The reasons are multiple in number and of very different nature. One could argue that this question does not justify a post of its own, as it’s simply an urge of writing that essentially makes you write. Well, definitely not for me – that’s not good enough. I had an urge of writing when I was 15, 20 and 25. I’m pretty happy to not have had published anything. I’d like this to be a statement of my intentions. Partly because I want to stay honest to myself and transparent to others. Partly because I’m not yet sure, if I myself am good enough, to offer value through my reflections. That takes me to the first reason behind the ‘why’.
This is a self-test. A test of, if all the upcoming reasons are actually valid and in place. It is a test of the credibility of my reasoning and ego. It’s also a test of many more trivial things, such as my ability to write, use languages or navigate socially in response to critique, among others.

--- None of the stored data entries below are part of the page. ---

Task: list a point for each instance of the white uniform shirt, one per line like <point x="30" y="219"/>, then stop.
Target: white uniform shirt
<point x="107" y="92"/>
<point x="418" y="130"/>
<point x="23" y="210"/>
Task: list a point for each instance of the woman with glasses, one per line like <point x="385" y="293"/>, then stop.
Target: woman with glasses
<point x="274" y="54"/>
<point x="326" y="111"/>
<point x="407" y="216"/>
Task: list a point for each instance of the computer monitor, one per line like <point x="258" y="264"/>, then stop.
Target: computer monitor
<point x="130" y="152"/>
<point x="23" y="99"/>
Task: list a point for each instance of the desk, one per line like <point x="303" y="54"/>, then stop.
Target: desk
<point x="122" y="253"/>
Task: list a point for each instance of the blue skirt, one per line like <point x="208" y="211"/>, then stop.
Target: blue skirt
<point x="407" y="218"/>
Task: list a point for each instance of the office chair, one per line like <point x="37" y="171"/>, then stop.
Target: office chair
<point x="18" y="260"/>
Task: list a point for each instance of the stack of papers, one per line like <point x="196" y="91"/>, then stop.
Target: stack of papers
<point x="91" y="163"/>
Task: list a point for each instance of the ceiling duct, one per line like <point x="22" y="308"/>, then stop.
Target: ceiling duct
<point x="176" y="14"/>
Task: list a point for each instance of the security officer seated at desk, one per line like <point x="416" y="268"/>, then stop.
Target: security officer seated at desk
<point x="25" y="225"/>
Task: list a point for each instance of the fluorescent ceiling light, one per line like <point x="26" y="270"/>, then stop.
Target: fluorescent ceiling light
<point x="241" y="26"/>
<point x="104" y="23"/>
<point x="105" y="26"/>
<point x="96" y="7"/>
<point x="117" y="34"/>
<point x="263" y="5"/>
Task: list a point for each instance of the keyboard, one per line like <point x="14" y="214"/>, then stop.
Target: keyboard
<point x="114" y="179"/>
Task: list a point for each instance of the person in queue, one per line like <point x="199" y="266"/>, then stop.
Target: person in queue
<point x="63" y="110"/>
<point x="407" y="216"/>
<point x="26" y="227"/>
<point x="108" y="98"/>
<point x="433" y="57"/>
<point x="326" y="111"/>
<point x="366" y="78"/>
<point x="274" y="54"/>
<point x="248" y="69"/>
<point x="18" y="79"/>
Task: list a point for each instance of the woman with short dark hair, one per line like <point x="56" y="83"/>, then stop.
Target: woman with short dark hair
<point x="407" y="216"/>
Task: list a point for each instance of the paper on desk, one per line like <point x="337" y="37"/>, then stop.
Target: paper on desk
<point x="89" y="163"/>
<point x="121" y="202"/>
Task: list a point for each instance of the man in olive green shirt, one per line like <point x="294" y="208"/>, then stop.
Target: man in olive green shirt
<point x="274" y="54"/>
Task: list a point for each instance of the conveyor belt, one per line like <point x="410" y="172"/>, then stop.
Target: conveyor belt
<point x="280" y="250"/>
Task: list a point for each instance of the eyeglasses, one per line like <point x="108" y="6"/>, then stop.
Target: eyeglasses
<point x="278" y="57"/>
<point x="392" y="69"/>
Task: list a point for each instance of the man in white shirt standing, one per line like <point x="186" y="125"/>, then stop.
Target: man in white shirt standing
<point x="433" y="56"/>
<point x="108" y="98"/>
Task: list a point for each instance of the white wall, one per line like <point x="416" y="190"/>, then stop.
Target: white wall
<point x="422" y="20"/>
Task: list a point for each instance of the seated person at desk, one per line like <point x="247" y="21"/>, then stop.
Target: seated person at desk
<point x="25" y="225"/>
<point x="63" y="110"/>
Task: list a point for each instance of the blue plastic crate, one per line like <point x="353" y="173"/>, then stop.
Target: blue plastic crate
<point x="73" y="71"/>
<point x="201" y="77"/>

It’s a test of if I really have a case. This is a rather tough one, because it’s not that easy to actually measure if the case is there. What makes a case seem plausible? Having an audience of interested people? Well, to some point probably, yes. I wouldn’t take it too far though, as observing our societies gives me evidence, that common interest is generally just as good a sign of being effective, as it is of being easy, shallow and nothing more than pleasuring. As the latter don’t incentivize me at all, I’d look more into possibilities of finding good conversations, meeting inspiring people, receiving a few, but thoughtful comments. That would definitely be some evidence. So what then?

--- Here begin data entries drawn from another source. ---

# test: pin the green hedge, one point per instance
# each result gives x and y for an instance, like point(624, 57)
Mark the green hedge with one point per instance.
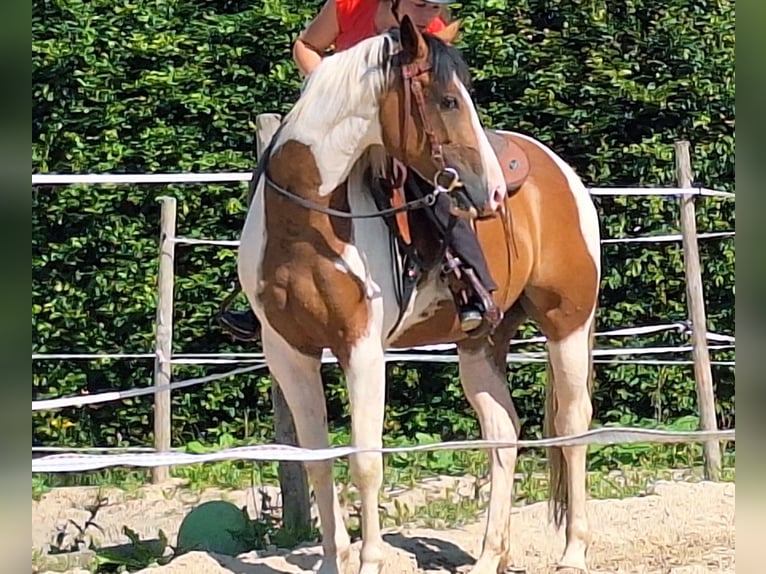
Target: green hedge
point(137, 87)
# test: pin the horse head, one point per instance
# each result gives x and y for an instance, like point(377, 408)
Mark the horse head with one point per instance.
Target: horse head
point(429, 121)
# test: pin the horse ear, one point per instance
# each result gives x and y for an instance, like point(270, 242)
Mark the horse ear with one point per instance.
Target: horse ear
point(413, 45)
point(449, 33)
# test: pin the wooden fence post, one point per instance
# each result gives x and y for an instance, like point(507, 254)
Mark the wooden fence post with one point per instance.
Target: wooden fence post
point(164, 334)
point(696, 305)
point(296, 505)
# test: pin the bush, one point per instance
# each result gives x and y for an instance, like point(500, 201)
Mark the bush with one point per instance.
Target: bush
point(176, 87)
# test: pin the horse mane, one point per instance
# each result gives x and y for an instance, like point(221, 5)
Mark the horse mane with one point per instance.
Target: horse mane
point(362, 73)
point(353, 79)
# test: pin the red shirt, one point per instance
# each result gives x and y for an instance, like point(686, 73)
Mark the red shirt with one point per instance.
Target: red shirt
point(356, 21)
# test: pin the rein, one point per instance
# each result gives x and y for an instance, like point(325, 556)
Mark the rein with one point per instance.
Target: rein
point(426, 201)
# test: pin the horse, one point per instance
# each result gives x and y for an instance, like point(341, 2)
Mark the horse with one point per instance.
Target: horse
point(317, 266)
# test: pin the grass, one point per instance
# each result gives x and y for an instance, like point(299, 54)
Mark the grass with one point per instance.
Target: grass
point(614, 472)
point(401, 470)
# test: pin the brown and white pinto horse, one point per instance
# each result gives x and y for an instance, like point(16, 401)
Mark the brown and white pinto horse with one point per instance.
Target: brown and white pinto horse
point(318, 281)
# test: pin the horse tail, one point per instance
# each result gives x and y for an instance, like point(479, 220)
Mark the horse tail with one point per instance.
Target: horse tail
point(558, 493)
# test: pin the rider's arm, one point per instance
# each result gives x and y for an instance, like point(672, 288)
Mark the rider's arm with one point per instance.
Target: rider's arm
point(318, 36)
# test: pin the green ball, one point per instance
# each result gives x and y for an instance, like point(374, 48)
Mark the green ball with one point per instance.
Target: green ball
point(216, 526)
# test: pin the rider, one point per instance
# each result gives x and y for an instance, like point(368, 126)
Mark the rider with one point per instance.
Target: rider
point(341, 24)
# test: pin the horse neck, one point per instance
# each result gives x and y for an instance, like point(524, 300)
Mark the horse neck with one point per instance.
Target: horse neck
point(337, 148)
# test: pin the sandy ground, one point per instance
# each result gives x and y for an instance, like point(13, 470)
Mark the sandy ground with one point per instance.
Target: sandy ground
point(681, 528)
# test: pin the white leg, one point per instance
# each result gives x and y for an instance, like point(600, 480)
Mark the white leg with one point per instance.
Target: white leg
point(486, 389)
point(570, 361)
point(299, 378)
point(366, 377)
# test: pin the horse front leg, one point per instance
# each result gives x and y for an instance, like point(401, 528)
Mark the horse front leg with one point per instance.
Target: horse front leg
point(364, 366)
point(299, 378)
point(487, 391)
point(568, 412)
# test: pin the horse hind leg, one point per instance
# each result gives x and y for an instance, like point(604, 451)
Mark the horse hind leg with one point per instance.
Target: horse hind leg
point(299, 378)
point(482, 373)
point(568, 411)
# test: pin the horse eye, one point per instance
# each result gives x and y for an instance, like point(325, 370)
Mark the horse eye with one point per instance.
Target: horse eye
point(449, 103)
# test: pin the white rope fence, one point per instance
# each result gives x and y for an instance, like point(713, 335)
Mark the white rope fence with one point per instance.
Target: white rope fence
point(187, 358)
point(142, 178)
point(76, 462)
point(642, 239)
point(277, 452)
point(327, 358)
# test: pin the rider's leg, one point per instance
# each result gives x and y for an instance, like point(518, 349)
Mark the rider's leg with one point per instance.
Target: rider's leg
point(464, 243)
point(242, 325)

Then comes the big, non-meta, part. I’ve been observing the world for some years now, and I am definitely not OK with the general state of it. I’m not OK with much of what I’m experiencing. Our world, or to be more precise – people, their actions and structures, alert me to the point, that I feel the need to verbalize my objection. At the same time I think, or should I say, suspect I have value to offer. It’s not only grand ideas and important topics I’d like to write about. On the contrary – I’d like to start with focusing more on small, practical and somewhat experience-based matters, which do not transcend my knowledge or intellectual capacity. Stretching is alright. Talking about something without any bright insight, grounded knowledge or interesting experience is usually not. I’d like to address what I learn in the course of my professional life, as also in the result of everyday observations and thought processes. I’d like to do so, to provoke others to think, and be brave in doing so. I feel, it is the only way to make our world a better place. I’d say, that is a decent reason.
I truly hope that I will find at least some small interest. If not, well, maybe this effort will at least be one for the sake of fulfilling the last reason, which is organizing my own thoughts, and thus somewhat formalizing the conversation with my hyperactive mind.